I met Amy and many fantastic young women like her at a support group at Georgetown Hospital, where the group offers tips on the best anti-nausea and constipation pills, how to deal with the pain of being unable to have children when so many of your peers are pregnant, and tips on the best sales for when you need retail therapy.
I felt good when I saw so many warm friendships like mine mirrored at the conference. One of the most frequently overheard coos was, "I love your NEW hair," as the women touched the baby-fine growth. While the conference had workshops on radiation therapy and chemotherapy, the most popular seminar in this crowd was on sex therapy, called "Reawakening Venus: Reclaiming and Embracing Your Sexual Self."
At points the laughter was so enthusiastic that the nearby "Understanding Pain Management" and "Genetic Testing" audiences couldn't hear their lecturers.
During the session, a young woman with pretty brown curls and metastasized cancer in her spinal cord struggled up to the microphone and said, "My walker is not terribly sexy."
Though she was recently married, the cancer had made it impossible for her to have sex. "I feel so bad for my husband," she said, as several other women started to weep.

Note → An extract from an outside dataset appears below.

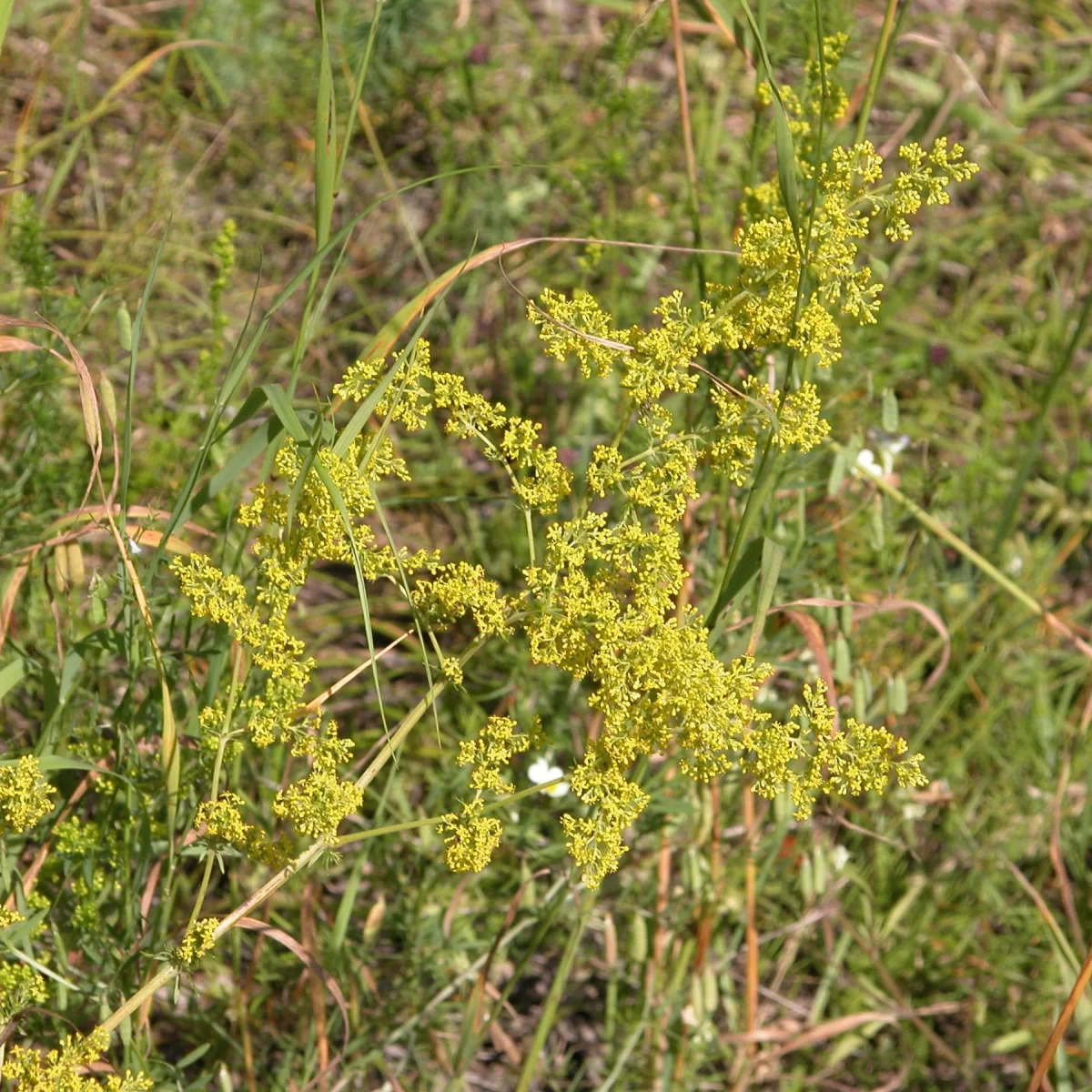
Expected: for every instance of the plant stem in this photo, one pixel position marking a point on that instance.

The Bethesda sex therapist running the seminar suggested kissing, exploring how lips are the most sensitive part of the body.
The young woman with the walker looked frustrated. Some in the audience looked happy that someone was trying to address the problem. And others just glared at the therapist.
On my way to the conference on Saturday, I got a call from Amy telling me that some women were going to be topless.
Photographer Christine Benjamin, also a breast cancer survivor, is doing a book called "I of the Beholder." It will include nude portraits of young women in various stages of breast reconstruction.
There was a photo shoot in her hotel room with about eight women.
At first, it sounded like a somber event. But when I arrived at the room, armed with my reporter's notebook, the young women were laughing hard as they undressed.
They joked about Britney Spears shaving her head. She was undermining the movement for women, like men, to be accepted bald!
"Girlfriend's not only giving a bad name to cancer patients, but also has some cheap, synthetic-looking wigs," said Beth Silverman, from New York, who received her diagnosis at 26. Now 29, she has recently started a Web site explaining breast reconstruction.
She tore off her shirt and modeled her svelte body with pride.
"Your stomach is so flat, you bitch," another woman joked with Silverman, who had a kind of reconstruction that uses a tummy tuck to create new breasts.
As I watched them, it occurred to me how beautiful and sexy they looked, even with the scars, even with tattoos of fake nipples. And it occurred to me, that for the same reasons that getting cancer at a young age may seem more tragic, it also can make the funny moments funnier. Humor is its own medicine, I suppose. Life doesn't segregate pain from laughter.
So after the surgery, after the chemotherapy and radiation -- my last one was yesterday-- and just two months before my husband and I are about to leave to take up the posting in India, it was in that room with those women that I felt really happy. I am still alive and I am still young.
I laughed along with these women, long and hard. As the camera's flash popped they mimed "Saturday Night Fever's" disco posture. They did jazz hands. They hugged.
Then some realized they were laughing too much, like breast cancer should have a pose.
"Come on girls, it's breast cancer," one woman panted through her laughter. "Look serious."